How Rules Revisions and Growing Expertise Are “De-Risking” eDiscovery
Are we seeing the end of eDiscovery sanctions? The data indicates a powerful trend in that direction.
The 2015 amendments to the Federal Rules of Civil Procedure have drastically reduced the risk of spoliation sanctions, creating an environment where the threat of incurring liability through the handling of traditionally risky discovery processes is significantly diminished. In the three years since the amendments to Rule 37(e) went into effect, the number of federal cases involving spoliation sanctions has plummeted.
Exhaustive new research conducted by Logikcull shows that court issuance of spoliation sanctions has decreased by 35 percent from their height in 2014. Since 2016, more than three out of every four 37(e) sanctions motions have been denied. Such motions are, on average, denied in whole or in part in 76 percent of cases. When the stakes are the highest and the most severe sanctions are at issue, those motions were denied in whole or in part in 82 percent of cases in 2018.
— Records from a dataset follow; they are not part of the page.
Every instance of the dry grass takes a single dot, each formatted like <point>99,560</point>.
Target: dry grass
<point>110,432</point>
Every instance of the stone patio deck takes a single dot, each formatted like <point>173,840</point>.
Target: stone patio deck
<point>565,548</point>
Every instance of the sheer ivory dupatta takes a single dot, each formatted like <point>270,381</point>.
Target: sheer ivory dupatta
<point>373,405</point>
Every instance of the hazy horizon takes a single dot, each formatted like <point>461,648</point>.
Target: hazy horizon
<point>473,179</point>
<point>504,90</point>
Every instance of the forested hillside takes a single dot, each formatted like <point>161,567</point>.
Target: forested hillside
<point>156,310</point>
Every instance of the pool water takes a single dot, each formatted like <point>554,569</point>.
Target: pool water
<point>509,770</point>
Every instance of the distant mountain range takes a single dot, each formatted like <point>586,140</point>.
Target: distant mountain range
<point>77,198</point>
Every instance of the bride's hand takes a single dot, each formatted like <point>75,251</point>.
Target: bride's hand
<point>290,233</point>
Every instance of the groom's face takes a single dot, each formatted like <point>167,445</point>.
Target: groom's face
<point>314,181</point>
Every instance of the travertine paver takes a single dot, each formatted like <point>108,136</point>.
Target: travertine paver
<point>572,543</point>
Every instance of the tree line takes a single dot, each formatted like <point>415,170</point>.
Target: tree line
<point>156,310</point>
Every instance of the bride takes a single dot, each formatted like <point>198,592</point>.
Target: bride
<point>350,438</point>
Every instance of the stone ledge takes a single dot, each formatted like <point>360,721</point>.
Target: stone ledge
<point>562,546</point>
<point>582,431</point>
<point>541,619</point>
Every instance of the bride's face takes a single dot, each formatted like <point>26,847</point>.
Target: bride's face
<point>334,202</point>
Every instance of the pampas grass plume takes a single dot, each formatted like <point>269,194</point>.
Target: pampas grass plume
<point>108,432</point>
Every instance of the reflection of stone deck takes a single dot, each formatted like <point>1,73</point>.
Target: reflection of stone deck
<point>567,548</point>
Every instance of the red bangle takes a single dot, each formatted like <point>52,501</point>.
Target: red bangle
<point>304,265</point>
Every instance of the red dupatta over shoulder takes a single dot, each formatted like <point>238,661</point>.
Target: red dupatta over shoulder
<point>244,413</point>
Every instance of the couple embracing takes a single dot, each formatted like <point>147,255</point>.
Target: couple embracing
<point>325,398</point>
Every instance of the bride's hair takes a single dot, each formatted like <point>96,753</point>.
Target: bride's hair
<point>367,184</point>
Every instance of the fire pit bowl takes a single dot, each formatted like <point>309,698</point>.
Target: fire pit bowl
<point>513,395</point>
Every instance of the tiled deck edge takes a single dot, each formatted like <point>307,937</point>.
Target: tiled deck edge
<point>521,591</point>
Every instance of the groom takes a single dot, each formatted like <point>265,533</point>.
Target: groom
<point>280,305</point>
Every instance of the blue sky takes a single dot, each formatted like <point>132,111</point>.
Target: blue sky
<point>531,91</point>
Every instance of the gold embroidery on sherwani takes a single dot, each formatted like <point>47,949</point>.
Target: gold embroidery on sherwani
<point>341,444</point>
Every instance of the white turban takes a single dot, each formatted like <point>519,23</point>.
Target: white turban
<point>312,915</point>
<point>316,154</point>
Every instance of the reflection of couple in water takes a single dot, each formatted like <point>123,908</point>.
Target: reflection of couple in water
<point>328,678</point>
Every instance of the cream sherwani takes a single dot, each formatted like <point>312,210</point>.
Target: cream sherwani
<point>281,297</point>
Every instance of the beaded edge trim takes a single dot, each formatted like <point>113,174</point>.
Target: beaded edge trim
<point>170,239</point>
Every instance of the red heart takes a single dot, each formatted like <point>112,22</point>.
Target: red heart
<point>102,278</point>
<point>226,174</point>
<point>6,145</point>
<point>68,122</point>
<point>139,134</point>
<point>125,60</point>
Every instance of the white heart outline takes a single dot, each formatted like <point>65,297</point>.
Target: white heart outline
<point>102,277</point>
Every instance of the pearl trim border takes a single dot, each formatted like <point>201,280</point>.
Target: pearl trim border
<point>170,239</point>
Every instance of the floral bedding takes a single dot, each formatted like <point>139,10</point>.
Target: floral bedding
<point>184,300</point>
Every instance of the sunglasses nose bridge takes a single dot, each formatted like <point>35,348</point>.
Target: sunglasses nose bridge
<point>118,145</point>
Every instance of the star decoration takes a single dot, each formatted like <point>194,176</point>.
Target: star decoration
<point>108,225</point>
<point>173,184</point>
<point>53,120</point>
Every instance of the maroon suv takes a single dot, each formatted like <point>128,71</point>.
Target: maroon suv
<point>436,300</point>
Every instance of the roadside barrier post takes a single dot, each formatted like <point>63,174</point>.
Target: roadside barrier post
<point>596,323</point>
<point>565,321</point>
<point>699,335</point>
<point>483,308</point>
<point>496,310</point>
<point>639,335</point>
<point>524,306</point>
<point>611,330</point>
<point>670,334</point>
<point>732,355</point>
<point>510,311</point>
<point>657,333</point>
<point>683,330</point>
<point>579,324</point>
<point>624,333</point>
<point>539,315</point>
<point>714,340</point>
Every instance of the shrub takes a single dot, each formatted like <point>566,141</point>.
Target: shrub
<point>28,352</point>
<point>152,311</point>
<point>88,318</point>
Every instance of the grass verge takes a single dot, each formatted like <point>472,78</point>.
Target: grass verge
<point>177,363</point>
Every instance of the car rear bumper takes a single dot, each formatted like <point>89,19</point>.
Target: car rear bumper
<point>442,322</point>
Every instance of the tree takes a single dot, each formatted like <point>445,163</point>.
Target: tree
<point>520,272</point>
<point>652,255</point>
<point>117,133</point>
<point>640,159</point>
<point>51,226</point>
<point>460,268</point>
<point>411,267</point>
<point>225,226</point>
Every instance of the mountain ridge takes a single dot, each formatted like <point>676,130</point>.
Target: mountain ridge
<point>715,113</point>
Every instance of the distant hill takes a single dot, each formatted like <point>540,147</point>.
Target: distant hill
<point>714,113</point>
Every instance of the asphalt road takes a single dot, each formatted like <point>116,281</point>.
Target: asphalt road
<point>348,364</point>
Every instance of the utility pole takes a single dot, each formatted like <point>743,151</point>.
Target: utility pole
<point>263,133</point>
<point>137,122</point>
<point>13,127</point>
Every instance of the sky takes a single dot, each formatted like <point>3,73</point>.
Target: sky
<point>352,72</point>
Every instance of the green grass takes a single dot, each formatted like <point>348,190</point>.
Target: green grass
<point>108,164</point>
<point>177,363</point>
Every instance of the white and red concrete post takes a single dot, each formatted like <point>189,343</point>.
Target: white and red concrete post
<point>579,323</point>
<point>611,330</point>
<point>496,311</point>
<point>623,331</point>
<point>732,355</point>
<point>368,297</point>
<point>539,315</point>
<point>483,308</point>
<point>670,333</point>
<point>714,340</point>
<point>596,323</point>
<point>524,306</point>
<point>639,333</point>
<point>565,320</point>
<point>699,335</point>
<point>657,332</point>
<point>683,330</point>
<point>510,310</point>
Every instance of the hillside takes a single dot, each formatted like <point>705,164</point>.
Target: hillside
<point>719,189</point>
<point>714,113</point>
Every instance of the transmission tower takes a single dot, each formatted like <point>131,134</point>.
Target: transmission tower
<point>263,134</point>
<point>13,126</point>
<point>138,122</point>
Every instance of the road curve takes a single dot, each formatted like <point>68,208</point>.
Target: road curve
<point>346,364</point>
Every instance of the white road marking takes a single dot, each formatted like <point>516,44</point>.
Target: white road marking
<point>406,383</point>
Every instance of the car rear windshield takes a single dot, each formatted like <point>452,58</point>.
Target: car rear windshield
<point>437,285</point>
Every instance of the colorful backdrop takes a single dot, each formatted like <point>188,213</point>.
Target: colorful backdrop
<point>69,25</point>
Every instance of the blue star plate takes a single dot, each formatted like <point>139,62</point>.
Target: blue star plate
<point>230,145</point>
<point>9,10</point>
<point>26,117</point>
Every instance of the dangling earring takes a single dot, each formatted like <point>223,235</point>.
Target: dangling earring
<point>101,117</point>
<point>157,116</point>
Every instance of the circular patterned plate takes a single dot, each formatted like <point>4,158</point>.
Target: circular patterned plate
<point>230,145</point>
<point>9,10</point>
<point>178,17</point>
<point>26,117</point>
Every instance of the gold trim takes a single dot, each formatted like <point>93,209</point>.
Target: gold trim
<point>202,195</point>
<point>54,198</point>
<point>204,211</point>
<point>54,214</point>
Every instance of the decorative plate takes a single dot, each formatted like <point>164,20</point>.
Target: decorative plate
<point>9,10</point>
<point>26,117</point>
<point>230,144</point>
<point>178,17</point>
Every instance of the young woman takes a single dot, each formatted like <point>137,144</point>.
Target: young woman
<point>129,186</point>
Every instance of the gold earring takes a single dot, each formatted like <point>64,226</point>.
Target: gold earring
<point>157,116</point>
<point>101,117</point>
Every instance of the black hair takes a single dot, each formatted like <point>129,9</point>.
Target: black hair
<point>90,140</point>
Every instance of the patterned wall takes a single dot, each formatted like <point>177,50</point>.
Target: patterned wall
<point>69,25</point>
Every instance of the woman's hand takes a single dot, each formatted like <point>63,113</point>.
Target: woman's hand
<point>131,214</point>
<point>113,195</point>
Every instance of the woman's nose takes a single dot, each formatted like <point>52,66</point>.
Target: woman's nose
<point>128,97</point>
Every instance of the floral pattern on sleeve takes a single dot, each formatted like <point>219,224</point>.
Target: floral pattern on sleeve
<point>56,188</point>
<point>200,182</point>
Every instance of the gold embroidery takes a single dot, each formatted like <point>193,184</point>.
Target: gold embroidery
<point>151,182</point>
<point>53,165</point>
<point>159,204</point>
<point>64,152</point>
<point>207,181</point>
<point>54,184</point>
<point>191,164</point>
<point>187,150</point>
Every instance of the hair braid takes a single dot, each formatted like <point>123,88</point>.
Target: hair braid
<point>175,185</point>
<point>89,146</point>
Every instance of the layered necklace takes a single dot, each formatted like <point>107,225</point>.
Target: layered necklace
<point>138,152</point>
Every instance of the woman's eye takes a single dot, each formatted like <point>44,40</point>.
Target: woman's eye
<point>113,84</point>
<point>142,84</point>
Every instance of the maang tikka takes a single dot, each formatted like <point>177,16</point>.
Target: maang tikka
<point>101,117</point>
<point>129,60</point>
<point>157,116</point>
This decline in sanctions, combined with a small, but significant growth in the bar’s technology expertise overall and the emergence of easier-to-use discovery tools, is leading to broad adoption of “do it yourself” discovery practices, where incurring liability through the handling of traditionally risky discovery processes is far less of a concern.
The end result, we posit, is a “de-risking” of eDiscovery, allowing practitioners, whether corporate legal departments, small firms, or their Big Law counterparts, to bring more of the discovery process in house, without the fear that has long accompanied eDiscovery practice. This change, too, has allowed corporate legal departments to focus on other imperatives, from cybersecurity to GDPR, while realizing significant cost savings. In one example, one of the world’s largest companies was able to realize an estimated $7.5 million savings by in-housing much of their eDiscovery work and subsequently reducing data reviewed by outside counsel by 30 percent on average.
The implications of this change have not been lost on innovation-focused practitioners. “When the amendments were approved, in-house lawyers were ecstatic,” says Mira Edelman, former Associate General Counsel of eDiscovery and Information Governance at Facebook and Senior Counsel and Discovery Manager at Google at the time of the 2015 amendments. “The new Rule gave us power to influence outside counsel who were more conservative in their approach to preservation. It gave in-house lawyers the legal authority to make decisions that weren’t driven by uncertainty, to focus on creating defensible workflows, and to begin thinking about corporate information governance. It was freeing.”